The project developed from explorations into deep levels of logic, order and interaction with form. Normally someone sees a cloud or some other natural phenomenon and on one level it looks like a disordered mess, but we also know there is a deep logic to that form, but it may not be intellectually accessible. We were looking for ways to make the logic of complex form accessible to people.
Why this interest in paper-cut and origami?
Origami has a very interesting relationship between math, form and materiality. It’s a hands on way of realizing complex equations in material qualities. This parallels very closely our relationship to architecture, light and shadow. Architecture is essentially the medium between the abstractness of math and the tangible qualities of our material environment. The play of light across architecture is how these connections are made. So origami is like a micro environment to test highly complex architectural environments and their mathematical rationale.
How the installation reacts with the public? In particular, how do you envisage the relation between the lighting system and the public?

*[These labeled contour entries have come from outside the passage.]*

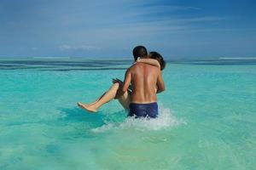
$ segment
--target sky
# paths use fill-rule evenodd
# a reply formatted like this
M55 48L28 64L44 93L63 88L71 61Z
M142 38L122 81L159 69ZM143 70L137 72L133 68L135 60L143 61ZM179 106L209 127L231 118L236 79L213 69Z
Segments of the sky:
M256 57L254 0L0 0L0 57Z

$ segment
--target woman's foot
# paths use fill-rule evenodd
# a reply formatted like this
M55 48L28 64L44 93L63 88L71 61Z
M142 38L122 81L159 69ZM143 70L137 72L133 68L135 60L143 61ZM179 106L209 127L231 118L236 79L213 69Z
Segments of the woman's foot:
M86 105L86 104L82 104L81 102L79 102L78 105L79 107L81 107L82 109L84 109L90 112L96 112L97 111L97 109L96 107L94 107L93 105Z

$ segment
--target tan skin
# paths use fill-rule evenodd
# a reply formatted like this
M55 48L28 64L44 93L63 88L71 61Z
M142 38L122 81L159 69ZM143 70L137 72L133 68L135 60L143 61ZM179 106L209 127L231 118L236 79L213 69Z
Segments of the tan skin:
M137 63L127 70L120 95L128 90L130 83L132 87L131 103L156 102L155 87L158 93L165 90L160 69L144 63Z
M157 82L156 84L154 83L154 82L153 82L154 83L150 85L150 93L149 94L152 94L153 91L152 91L152 88L154 88L154 94L157 92L157 93L160 93L161 91L164 90L165 88L165 86L164 86L164 82L163 82L163 79L162 79L162 76L160 75L160 64L159 62L156 60L153 60L153 59L142 59L140 60L137 60L137 63L133 65L141 65L142 63L145 63L143 65L148 65L151 68L154 68L154 70L152 70L152 72L155 72L155 69L157 70L156 71L156 73L154 73L154 74L157 74L158 76L157 76ZM153 66L154 65L154 66ZM135 66L134 68L137 68L137 66ZM144 67L144 66L143 66ZM132 68L132 66L131 67ZM148 68L148 67L147 67ZM149 69L149 67L148 68ZM159 73L160 72L160 73ZM134 71L135 73L135 71ZM127 70L126 71L126 75L127 75L127 78L125 76L125 79L126 79L126 82L129 81L128 80L128 75L130 75L131 72L130 72L130 69ZM108 103L108 101L113 99L117 99L119 100L119 102L121 104L121 105L125 108L125 109L128 109L129 108L129 105L130 103L131 102L131 96L134 96L134 95L131 95L131 92L129 91L129 90L126 90L125 91L125 88L127 88L127 85L129 87L129 83L128 82L126 82L126 85L124 85L124 82L119 79L113 79L113 85L110 87L110 88L105 92L98 99L96 99L95 102L91 103L91 104L83 104L81 102L79 102L78 103L78 105L79 107L81 107L82 109L84 109L86 110L87 111L90 111L90 112L96 112L97 110L102 105L104 105L105 103ZM143 83L144 84L144 83ZM157 90L156 90L157 89ZM133 89L134 90L134 89ZM143 93L144 94L145 92L142 92L140 91L140 93ZM137 88L137 91L134 91L134 94L138 94L138 88ZM138 95L138 94L137 94ZM154 94L155 95L155 94ZM150 94L150 96L154 96L154 94ZM143 102L146 101L145 99L148 99L148 101L155 101L156 100L156 96L154 96L153 99L148 99L148 94L146 95L143 95ZM152 97L149 97L149 98L152 98ZM133 98L134 99L134 98ZM141 100L142 99L140 99ZM133 101L133 100L132 100ZM141 100L142 101L142 100Z

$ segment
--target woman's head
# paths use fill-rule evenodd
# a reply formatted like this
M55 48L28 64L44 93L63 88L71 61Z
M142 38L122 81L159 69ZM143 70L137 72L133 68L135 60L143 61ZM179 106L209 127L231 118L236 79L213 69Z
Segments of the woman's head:
M157 52L152 51L149 53L150 59L155 59L160 65L160 70L164 70L166 67L166 61L164 60L163 57Z

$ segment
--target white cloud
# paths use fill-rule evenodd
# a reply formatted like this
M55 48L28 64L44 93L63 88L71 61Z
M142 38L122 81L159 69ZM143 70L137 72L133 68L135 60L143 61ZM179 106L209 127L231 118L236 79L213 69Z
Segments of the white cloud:
M92 45L79 45L79 46L70 46L67 44L61 45L59 49L61 51L90 51L90 50L99 50L100 48Z

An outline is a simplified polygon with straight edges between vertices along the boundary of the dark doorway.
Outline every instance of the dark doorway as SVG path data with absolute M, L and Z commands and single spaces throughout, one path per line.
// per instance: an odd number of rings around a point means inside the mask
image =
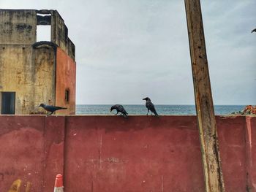
M 15 92 L 1 92 L 1 114 L 15 114 Z

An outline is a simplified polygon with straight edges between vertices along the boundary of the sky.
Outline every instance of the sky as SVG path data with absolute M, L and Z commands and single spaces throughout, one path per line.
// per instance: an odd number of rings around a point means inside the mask
M 144 104 L 146 96 L 195 104 L 182 0 L 1 0 L 0 7 L 58 10 L 76 47 L 78 104 Z M 201 8 L 214 104 L 256 104 L 256 1 L 201 1 Z

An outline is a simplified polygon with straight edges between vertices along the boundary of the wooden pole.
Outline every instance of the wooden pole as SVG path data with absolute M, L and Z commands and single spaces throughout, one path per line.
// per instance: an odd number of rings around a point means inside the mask
M 225 191 L 200 0 L 185 0 L 197 125 L 207 192 Z

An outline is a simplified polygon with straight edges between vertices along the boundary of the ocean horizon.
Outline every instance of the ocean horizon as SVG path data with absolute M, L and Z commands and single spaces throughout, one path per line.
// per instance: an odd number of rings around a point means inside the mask
M 110 115 L 116 114 L 116 110 L 110 112 L 113 104 L 77 104 L 77 115 Z M 146 115 L 145 104 L 123 104 L 129 115 Z M 231 115 L 232 112 L 243 110 L 246 105 L 214 105 L 215 115 Z M 161 115 L 196 115 L 193 104 L 155 104 L 157 113 Z M 151 112 L 148 112 L 151 115 Z

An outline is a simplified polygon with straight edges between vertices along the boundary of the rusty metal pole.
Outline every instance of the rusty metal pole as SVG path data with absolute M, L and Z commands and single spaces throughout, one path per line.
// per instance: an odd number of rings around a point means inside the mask
M 225 191 L 200 0 L 185 0 L 197 126 L 207 192 Z

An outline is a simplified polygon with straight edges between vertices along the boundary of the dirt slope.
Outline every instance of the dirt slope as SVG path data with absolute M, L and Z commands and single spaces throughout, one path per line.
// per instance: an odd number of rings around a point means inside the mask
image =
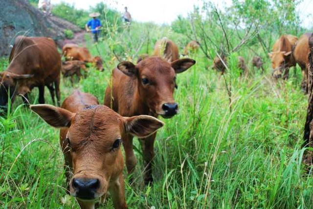
M 81 32 L 67 21 L 46 16 L 27 0 L 0 0 L 0 5 L 2 8 L 0 9 L 0 57 L 10 53 L 10 45 L 17 35 L 49 37 L 61 47 L 65 39 L 65 29 Z

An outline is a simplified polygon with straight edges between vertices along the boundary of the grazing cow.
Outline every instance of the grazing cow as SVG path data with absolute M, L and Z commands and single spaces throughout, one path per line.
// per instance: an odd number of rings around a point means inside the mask
M 221 72 L 223 75 L 225 73 L 225 70 L 226 70 L 226 67 L 225 65 L 227 65 L 227 58 L 224 55 L 222 54 L 221 55 L 221 58 L 222 58 L 222 60 L 218 56 L 215 56 L 213 60 L 213 65 L 212 66 L 212 68 L 216 69 L 218 71 Z M 237 57 L 237 67 L 240 70 L 240 75 L 242 75 L 247 72 L 247 68 L 246 67 L 245 59 L 243 57 L 238 56 Z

The installation has a series of layered logics or ordering principles which people can understand through different interactions. One level is through a sensored environment ; their motions through the gallery direct intensities of the light which are then read through other sensors and reactions, creating a feedback loop within the environment mixed with certain random aspects programmed into the system. The complex forms trap, reflect and dissipate the changing light in various ways, like lightning in a thunderstorm. Therefore there are direct and indirect consequences of people’s interaction with the installation. Sometimes their impact is evident, other times what they are seeing is the result of an interaction several generations past. On another level there is the construction of the form itself. There are 2 editions we designed in the installation which are also sold as part of BotoxCloud so that people can experience the act of actually building the geometry. The two pieces can be assembled individually or together in various ways. There was a lot of engineering put into how we could have a complex, light transmitting form which could be assembled by a normal person, so that the act of building would intuitively deliver another level of understanding the installation and the rational of the form.
Could you explain the cognitive name of the project?
The title BotoxCloud comes from the desire to translate the complex formal language of a Cloud to a tangible medium. To do this you are translating 3D data into 2D data and back. So you inflate the 2D shapes into complex 3D volumes, hence the analogy of cosmetic surgery, or Botox, where you add in volume to features which were previously flat. There is also the reference to superficial aspects of formal study. In architecture right now there is a big anti-formal movement. People see it as a superficial aspect of architecture, something egotistic architects want to impart that lacks real substance, which we obviously disagree with. So equating our work to cosmetic surgery is a subtle jab at those people which would label us formalists.
In your opinion, what is the function of design in our everyday environment?
Design plays a massive role every day, whether people like it or not, and whether they realize it or not. Some people say the best design is that which solves problems yet people never notice. I completely disagree with that, design is a learning tool, it is a medium to understand more deeply the world.